If multiple child elements share the same tag name, they are grouped into an array. That makes the result more natural to work with in JSON-based applications.
What happens to text nodes?
If an element contains only text, that text is returned directly when possible. If an element contains both attributes and text, the text is preserved alongside the attributes.
This gives you a practical and readable conversion—not just a raw string dump.
Formatting options explained
Indentation: 2 spaces, 4 spaces, or tabs
Use indentation that matches your environment:
- 2 spaces: common default for web projects and compact readability
- 4 spaces: wider visual nesting, useful in some enterprise or backend codebases
- Tabs: fits teams or editors that prefer tab-based indentation
Minify
Minify is useful when you want:
- compact output for transport or storage
- one-line XML for embedding
- one-line JSON for machine processing
- a quick way to remove visual whitespace noise
For human review, pretty-print mode is usually better. For compact output, minify is faster and cleaner.
Real-world tips for safer XML editing
- Validate before you copy. Even one invalid character can break imports or integrations.
- Format before debugging. Clean indentation makes structural problems much easier to spot.
- Convert to JSON when exploring unfamiliar schemas. It can make deeply nested data easier to understand.
- Be careful with special characters.
&,<, and>often need escaping inside text. - Check repeated elements. Lists of repeated tags are common in feeds and product exports.

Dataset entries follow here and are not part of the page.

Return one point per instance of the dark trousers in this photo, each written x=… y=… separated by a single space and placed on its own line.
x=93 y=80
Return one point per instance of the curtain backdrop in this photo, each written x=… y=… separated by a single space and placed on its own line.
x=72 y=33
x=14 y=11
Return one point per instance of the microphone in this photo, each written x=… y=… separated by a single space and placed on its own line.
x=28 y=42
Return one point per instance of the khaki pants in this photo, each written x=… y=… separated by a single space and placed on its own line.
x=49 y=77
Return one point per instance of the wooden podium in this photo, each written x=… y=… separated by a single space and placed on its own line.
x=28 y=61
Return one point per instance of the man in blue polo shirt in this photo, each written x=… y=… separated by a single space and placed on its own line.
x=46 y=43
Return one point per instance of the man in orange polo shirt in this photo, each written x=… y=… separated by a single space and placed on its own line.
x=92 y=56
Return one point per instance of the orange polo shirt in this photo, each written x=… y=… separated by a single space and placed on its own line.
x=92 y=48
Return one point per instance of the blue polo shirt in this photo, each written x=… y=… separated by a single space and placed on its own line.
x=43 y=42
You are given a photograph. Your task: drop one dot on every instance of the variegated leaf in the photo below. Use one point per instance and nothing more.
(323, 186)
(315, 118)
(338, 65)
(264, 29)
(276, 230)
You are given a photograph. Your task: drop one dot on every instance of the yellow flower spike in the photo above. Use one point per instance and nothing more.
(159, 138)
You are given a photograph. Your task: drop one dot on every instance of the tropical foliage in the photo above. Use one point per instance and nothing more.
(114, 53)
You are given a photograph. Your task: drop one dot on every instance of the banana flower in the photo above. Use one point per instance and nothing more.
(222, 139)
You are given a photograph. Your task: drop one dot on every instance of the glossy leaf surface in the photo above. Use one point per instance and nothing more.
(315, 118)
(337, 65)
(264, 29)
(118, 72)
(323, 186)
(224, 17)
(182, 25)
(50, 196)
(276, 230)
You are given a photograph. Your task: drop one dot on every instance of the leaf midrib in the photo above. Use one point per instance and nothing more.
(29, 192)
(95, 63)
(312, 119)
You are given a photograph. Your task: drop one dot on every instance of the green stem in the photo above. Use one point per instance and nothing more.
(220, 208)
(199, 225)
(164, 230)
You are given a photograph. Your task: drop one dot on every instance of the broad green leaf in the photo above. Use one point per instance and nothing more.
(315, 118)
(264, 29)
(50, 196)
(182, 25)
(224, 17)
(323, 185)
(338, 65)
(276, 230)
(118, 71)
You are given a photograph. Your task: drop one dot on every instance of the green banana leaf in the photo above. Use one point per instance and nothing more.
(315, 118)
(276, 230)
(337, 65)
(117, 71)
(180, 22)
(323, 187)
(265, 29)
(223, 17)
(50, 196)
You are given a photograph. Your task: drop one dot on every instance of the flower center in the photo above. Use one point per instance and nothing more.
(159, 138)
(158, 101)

- Preserve original files when editing important configs. Use this tool to inspect and clean them first, then save a validated copy.
Troubleshooting
“The tool says my XML is invalid.”
- Check for missing or mismatched closing tags.
- Look for broken attributes or missing quotes.
- Make sure special characters like
&are properly escaped. - Use the line and column hint (when shown) to jump to the likely problem area.
“I do not see JSON output.”
- JSON conversion only works when the XML is valid.
- Fix the XML syntax first, then switch back to JSON mode.
“My output is all on one line.”
- Minify is enabled. Turn it off to see pretty-printed output again.
“Why are some values in arrays in JSON?”
- Repeated sibling tags are grouped as arrays so the converted structure remains accurate and predictable.
“Why do I see keys like @_id or #text?”
- These represent XML attributes and text content, helping preserve the meaning of the original XML when converted to JSON.
Perfect for
- Developers debugging XML APIs and integrations
- SEO and web teams reviewing sitemaps or feeds
- Ecommerce teams checking product export files
- Students learning XML structure and validation rules
- Anyone converting legacy XML data into modern JSON workflows
If you need a fast, private, and practical way to clean up XML, verify that it is valid, or convert it into readable JSON, this tool gives you everything you need in one browser-based editor.
Format, validate, convert, copy, and download—without sending your data anywhere.